The rest days allowed us to go on mini-safaris, an overnight stay at the Ngorongoro Crater, a four-hour drive from Arusha. The Crater is the world’s largest inactive, intact and infilled volcanic caldera. The crater formed when a large volcano exploded and collapsed on itself 2 to 3 million years ago. It descends 2,000 feet from the lip of the crater where we camped overnight, listening to the sounds of Cape Buffalo grazing by the tents. At the crack of dawn we descended a steep, twisty gravel/mud road to the floor of crate, which is about 100 square miles.
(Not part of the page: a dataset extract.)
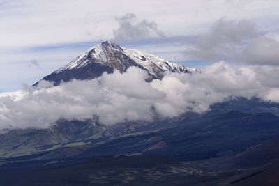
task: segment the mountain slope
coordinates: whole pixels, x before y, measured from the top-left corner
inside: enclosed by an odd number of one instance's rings
[[[199,69],[184,67],[146,52],[123,48],[105,41],[91,47],[72,62],[43,79],[54,82],[55,85],[58,85],[61,81],[68,82],[73,79],[93,79],[105,72],[112,73],[114,69],[123,72],[130,66],[146,70],[150,76],[149,80],[161,79],[166,71],[179,73],[200,71]]]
Fed by various water sources, it is lush with vegetation and supports an enormous variety of wildlife (about 25,000 large animals). It is a place of remarkable natural beauty.
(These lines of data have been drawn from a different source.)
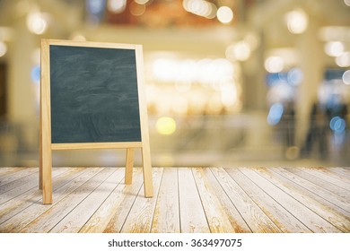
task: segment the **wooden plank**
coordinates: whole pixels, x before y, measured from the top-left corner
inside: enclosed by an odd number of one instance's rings
[[[229,217],[215,196],[213,186],[204,175],[203,169],[192,169],[202,205],[212,233],[233,233]]]
[[[148,132],[147,103],[145,100],[145,87],[144,77],[144,55],[141,45],[136,45],[136,74],[137,74],[137,91],[138,105],[140,111],[140,127],[142,138],[142,163],[144,168],[144,197],[153,196],[153,185],[152,183],[152,163],[150,139]]]
[[[151,232],[179,233],[178,182],[177,169],[164,169]]]
[[[22,169],[21,171],[16,171],[13,173],[8,173],[6,175],[0,176],[0,194],[4,193],[1,191],[8,191],[8,190],[4,189],[4,187],[5,187],[7,186],[11,186],[10,184],[12,182],[16,181],[19,178],[23,178],[24,177],[34,174],[36,172],[38,172],[38,169],[27,168],[27,169]]]
[[[127,149],[126,169],[125,169],[125,184],[133,183],[133,168],[134,168],[134,149]]]
[[[326,180],[327,182],[329,182],[337,186],[342,187],[343,189],[347,190],[347,195],[350,193],[350,179],[342,180],[342,178],[338,178],[331,173],[324,173],[319,171],[319,169],[302,169],[303,171],[306,171],[311,175],[314,175],[323,180]]]
[[[332,192],[333,194],[341,196],[344,199],[348,198],[349,191],[340,186],[337,186],[332,183],[329,183],[326,179],[320,178],[313,174],[311,174],[310,172],[307,172],[304,169],[294,168],[294,169],[286,169],[296,176],[299,176],[306,180],[309,180],[310,182],[312,182],[313,184],[316,184],[319,186],[321,186]]]
[[[308,206],[308,203],[302,203],[299,200],[291,195],[291,189],[287,186],[280,184],[274,175],[268,173],[267,169],[254,169],[258,171],[256,172],[252,169],[240,169],[248,177],[249,177],[255,184],[257,184],[261,189],[267,193],[275,200],[288,210],[292,214],[298,218],[303,224],[305,224],[313,232],[328,232],[337,233],[340,232],[334,225],[330,224],[325,219],[319,214],[311,211]],[[260,176],[259,174],[262,174]],[[268,174],[268,175],[267,175]],[[274,180],[274,183],[271,181]],[[286,192],[287,191],[287,192]],[[295,193],[294,193],[295,194]],[[302,195],[302,196],[303,196]],[[298,196],[300,199],[301,196]],[[303,196],[304,198],[306,196]]]
[[[28,169],[26,167],[17,167],[17,168],[10,168],[10,167],[1,167],[0,168],[0,176],[4,177],[6,175],[11,175],[13,173],[23,170],[25,169]]]
[[[60,221],[51,230],[52,233],[76,233],[104,203],[117,186],[124,178],[124,169],[118,169],[99,187],[92,191],[69,214]]]
[[[346,183],[350,183],[350,173],[349,175],[346,174],[339,174],[337,172],[337,168],[323,168],[323,167],[317,167],[317,168],[311,168],[311,169],[317,170],[319,172],[321,172],[327,176],[332,177],[337,179],[340,179]]]
[[[298,186],[302,186],[304,189],[299,189],[301,193],[307,195],[309,197],[314,198],[321,204],[328,205],[329,209],[337,211],[346,217],[350,216],[350,200],[348,198],[344,198],[335,195],[322,186],[296,176],[290,172],[289,169],[271,169],[271,171],[278,173],[279,175],[298,184]],[[296,186],[295,188],[300,187]],[[309,192],[305,190],[308,190]]]
[[[39,217],[24,227],[21,232],[48,232],[62,219],[64,219],[86,196],[93,192],[104,180],[106,180],[116,169],[103,169],[92,178],[83,184],[77,189],[65,196],[58,203],[55,203]]]
[[[278,201],[274,200],[238,169],[225,169],[225,170],[282,231],[293,233],[311,232],[302,222],[284,208]]]
[[[210,229],[191,169],[180,168],[178,172],[181,233],[209,233]]]
[[[57,176],[61,173],[68,171],[66,168],[53,169],[53,176]],[[15,199],[18,195],[21,195],[23,193],[28,192],[29,190],[36,187],[38,186],[37,179],[31,179],[28,182],[23,183],[22,186],[18,186],[13,189],[11,189],[1,195],[0,204],[8,202],[12,199]]]
[[[88,149],[118,149],[139,148],[141,142],[117,142],[117,143],[53,143],[52,150],[88,150]]]
[[[8,191],[11,191],[12,189],[14,189],[25,183],[31,182],[31,180],[38,180],[38,169],[33,169],[34,170],[32,171],[31,174],[29,175],[24,175],[20,178],[17,178],[10,183],[4,184],[3,186],[0,186],[0,195],[6,193]]]
[[[62,177],[55,178],[53,185],[57,186],[57,189],[54,190],[53,197],[57,202],[60,201],[101,170],[102,169],[100,168],[89,168],[86,169],[71,169]],[[53,206],[39,203],[40,199],[39,195],[35,199],[37,200],[35,203],[32,203],[25,210],[22,210],[0,225],[0,229],[4,229],[7,232],[19,232],[22,228]],[[34,199],[31,201],[32,202]]]
[[[154,197],[158,195],[161,184],[162,168],[154,169]],[[123,233],[149,233],[151,231],[152,221],[154,214],[156,199],[137,196],[129,214],[121,229]]]
[[[133,185],[119,184],[79,232],[118,233],[141,189],[142,183],[142,169],[135,169]]]
[[[54,169],[54,170],[55,169]],[[74,178],[75,173],[77,172],[78,170],[71,170],[66,172],[64,169],[57,169],[57,170],[53,173],[53,175],[57,177],[56,184],[57,184],[58,186],[65,185],[66,182],[69,182],[71,178]],[[0,206],[0,223],[8,221],[8,219],[13,218],[13,216],[17,215],[18,213],[21,213],[23,211],[26,211],[30,206],[37,203],[40,197],[41,191],[38,190],[36,187],[33,187],[28,192],[25,192],[22,195],[17,196],[13,200],[10,200],[3,203]],[[31,217],[30,218],[32,220]],[[7,221],[5,225],[6,224]],[[3,224],[1,226],[3,226]],[[7,229],[7,228],[5,229]]]
[[[40,60],[40,170],[42,203],[52,203],[52,151],[50,112],[50,56],[48,39],[41,39]]]
[[[72,47],[91,47],[91,48],[126,48],[135,49],[136,45],[131,44],[117,44],[108,42],[93,42],[93,41],[75,41],[75,40],[61,40],[61,39],[50,39],[51,45],[56,46],[72,46]]]
[[[224,169],[214,168],[212,170],[253,232],[282,232]]]
[[[344,178],[349,179],[350,178],[350,169],[347,169],[348,170],[344,169],[342,168],[328,168],[328,171],[336,173],[339,177],[344,177]]]
[[[231,225],[233,227],[236,233],[249,233],[251,229],[247,222],[241,217],[237,208],[234,206],[229,196],[226,195],[223,188],[221,186],[219,181],[214,176],[211,169],[204,169],[204,174],[208,180],[210,186],[213,187],[215,196],[220,201],[223,210],[225,212]]]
We were up close and personal with lions, wildebeest, zebras, hippos, gazelles, hyenas, jackals, caracals, elephants, Cape buffalos, and extraordinary bird life. A lake in the centre of the crater shimmers pink because of all the flamingos. We stumbled on two lion kills: the first by young male lions, who were feasting on a buffalo while jackals and hyenas circled waiting their turn. The other happened as we were approaching. Five lionesses stalked a herd of zebras, separated them into two and picked out their prey, with each lion taking turns to chase. Eventually they caught it by the hind leg and brought it down. The strangest thing was watching the zebra herd right after the kill. They stopped running, they remained in a large circle around the lions and the kill looking intently at the scene.

For all its wonder there was a disturbing feeling about the crater or more precisely how we, as humans, have eroded and confined the natural space. Yes, this was the wildlife’s natural habitat, except there were roads crisscrossing it and that day, being off season, only about 30 or so safari LandCruisers. In high season, I was told, there could be as many as 300 cars cruising the crater. I had the impression of watching a natural life variant of that 1998 movie, The Truman Show, where everything in Truman Burbank’s (Jim Carrey) life is part of a massive TV set contained within a bubble.